Free State freight train

After 1-2 start, Firebirds rolling into second round

The Free State High School football team bursts onto the field against Shawnee Mission South in this Sept. 11 file photo from Haskell Stadium. Following a 1-2 start, the Firebirds are 7-3 entering their game against Olathe North on Friday in the Class 6A state playoffs.

It was not long after a 34-27 road loss to Shawnee Mission Northwest in the third week of the season that the light stopped flickering and the bulb stayed bright for the Free State High football team.

The Firebirds had just dropped their second game in three weeks and sat at 1-2 with a locker room full of question marks.

But no one panicked.

Instead, the Firebirds found out how to trust each other. The offense started to click. The defense began to stiffen. And, one by one, elements emerged that turned Free State from a 1-2 team with a questionable future into a Class 6A quarterfinalist that will take on Olathe North at 7 p.m. Friday.

For some, it began with that loss in Week 3.

“Shawnee Mission Northwest, the first game, we were decent offensively,” Free State coach Bob Lisher said. “We had 400-some yards of offense and still lost the game. But at the same time, I felt, offensively, we were almost there.”

For others, it began the following week, when the Firebirds took a giant step forward with an 18-0 shutout of Olathe South.

“That was definitely the beginning, that was Step One,” senior Taylor Stuart said.

Five more steps followed, as the Firebirds won six of the seven contests that followed the SMNW loss and improved to 7-3 heading into the second round of the playoffs.

“We knew that once we got on the right track, we’d be all right,” said senior tailback Chucky Hunter, who leads the team with 1,323 yards rushing. “There wasn’t just one game where it happened, it just kind of happened. We came together. And from that point on, we were out there laughing with each other, having a good time, having fun playing football.”

To say “it just kind of happened,” does not give credit where credit is due. Lisher agreed with Hunter in that there was no magic moment or memorable breakthrough. But the only head coach the Firebirds have ever known was able to pinpoint how the train started rolling.

“Our kids came to work every week and they continued to get better each game,” Lisher said. “I don’t know that there was a point in the season where we, as coaches, said, ‘Here it is.’ But I do know that each week we felt like our guys were working hard and doing their very best to get better.”

That has shown in just about every aspect of the game. Despite entering the season with lofty expectations for a talented and experienced offensive line, the Free State front men struggled out of the gate. According to senior guard Doug Bittinger, all it took to fix that was a change in attitude.

“It just became time for people to step up,” Bittinger said.

With the line in place, the offense was able to flourish.
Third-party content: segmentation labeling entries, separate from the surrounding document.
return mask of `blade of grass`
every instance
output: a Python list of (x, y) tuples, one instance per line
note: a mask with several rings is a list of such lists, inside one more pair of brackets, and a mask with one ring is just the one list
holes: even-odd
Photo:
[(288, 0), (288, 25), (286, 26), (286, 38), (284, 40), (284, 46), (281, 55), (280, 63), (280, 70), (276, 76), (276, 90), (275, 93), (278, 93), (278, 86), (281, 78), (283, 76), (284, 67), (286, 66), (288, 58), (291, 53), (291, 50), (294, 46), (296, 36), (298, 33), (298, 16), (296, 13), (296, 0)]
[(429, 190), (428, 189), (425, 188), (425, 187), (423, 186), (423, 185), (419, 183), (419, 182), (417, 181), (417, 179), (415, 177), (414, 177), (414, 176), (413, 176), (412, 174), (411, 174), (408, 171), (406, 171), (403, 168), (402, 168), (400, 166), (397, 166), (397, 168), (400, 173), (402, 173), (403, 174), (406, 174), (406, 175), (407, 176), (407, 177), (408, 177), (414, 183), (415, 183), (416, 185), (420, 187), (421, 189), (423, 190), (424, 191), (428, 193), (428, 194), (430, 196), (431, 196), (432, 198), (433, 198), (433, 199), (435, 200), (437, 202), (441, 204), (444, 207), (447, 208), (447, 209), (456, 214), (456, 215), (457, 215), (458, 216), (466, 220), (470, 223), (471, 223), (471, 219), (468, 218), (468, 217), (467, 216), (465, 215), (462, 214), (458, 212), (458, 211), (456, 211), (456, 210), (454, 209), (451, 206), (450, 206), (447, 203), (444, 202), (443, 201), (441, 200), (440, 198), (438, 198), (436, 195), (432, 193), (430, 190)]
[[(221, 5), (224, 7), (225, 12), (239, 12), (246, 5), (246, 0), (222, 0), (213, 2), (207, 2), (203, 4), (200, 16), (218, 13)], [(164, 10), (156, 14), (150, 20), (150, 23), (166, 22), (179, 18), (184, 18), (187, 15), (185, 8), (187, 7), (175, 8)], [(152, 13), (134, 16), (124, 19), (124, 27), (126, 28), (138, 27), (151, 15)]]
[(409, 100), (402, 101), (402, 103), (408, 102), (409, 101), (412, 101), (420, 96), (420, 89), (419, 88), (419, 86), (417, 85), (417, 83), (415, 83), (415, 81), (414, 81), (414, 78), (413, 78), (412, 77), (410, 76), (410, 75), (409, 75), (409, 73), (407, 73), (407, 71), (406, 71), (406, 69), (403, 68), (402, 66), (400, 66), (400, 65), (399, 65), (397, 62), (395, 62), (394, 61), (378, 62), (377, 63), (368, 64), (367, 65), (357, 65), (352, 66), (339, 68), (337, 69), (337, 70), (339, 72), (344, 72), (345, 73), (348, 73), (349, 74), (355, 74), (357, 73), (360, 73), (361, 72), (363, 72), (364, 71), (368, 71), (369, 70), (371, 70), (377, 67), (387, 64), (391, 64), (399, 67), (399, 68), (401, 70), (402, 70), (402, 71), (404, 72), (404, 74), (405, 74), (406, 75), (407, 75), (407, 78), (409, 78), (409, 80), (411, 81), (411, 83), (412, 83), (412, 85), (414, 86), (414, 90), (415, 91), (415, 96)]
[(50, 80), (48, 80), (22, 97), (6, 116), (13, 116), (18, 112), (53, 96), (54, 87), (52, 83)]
Junior Camren Torneden, who took over at quarterback in Week 2 after starting the season as a wide receiver, flashed his dual threat skills right away. In time, he and Hunter teamed to become the most dynamic one-two punch in the league.

That, too, did not happen over night.

“First of all, the trust and the belief in each other has improved,” Lisher said. “And that is a direct result of our fundamentals improving and being in the right spots on both sides of the ball.”

Torneden felt the benefits of that firsthand, as he went from unknown signal caller to confident leader in the span of a few weeks.

“It wasn’t necessarily me feeling more comfortable with the rest of the team,” Torneden said. “It was a matter of them feeling comfortable with me. Because they didn’t know me. They didn’t know what I could do.”

At the same time the offense was jelling, the defense was shifting people in and out of the lineup in order to establish an identity and shore up its weaknesses.

Each time the coaches asked the players to bend, they bent. Each time the coaches demanded more, the players gave it, in part because they wanted their team to succeed, in part because they owed it to the Free State program.

“We’re not out there trying to play for the teams that came before us,” Stuart said. “We’re trying to play for the team we are now. We do want to live up to that standard but we have to do it with our own fire.”

Lisher, who played and coached at Lawrence High during some of that program’s most tradition-rich days, said he sensed this year’s Free State team put in the work and went the extra mile because of the pride they had in what came before them.

“It’s the old adage that a scared rabbit runs faster,” Lisher said. “And what I mean by that is our guys understand what’s been accomplished in the past couple years and what’s been accomplished, basically, in the first 12 years of this program. They want to continue to carry that on and they’re doing a very good job of it.”

In 11 previous seasons, the Free State High football program had won just two playoff games. The Firebirds’ third postseason victory came last Friday in the form of a 41-21 triumph over Shawnee Mission Northwest, the same team the Firebirds lost to in Week 3. The same team that helped the Firebirds find their focus.

That full-circle trek was not lost on Lisher.

“Our guys understand what kind of a football team they can be and have become,” Lisher said. “I think they’re feeling pretty good about themselves right now, and they should be. We’re playing our best football of the season.”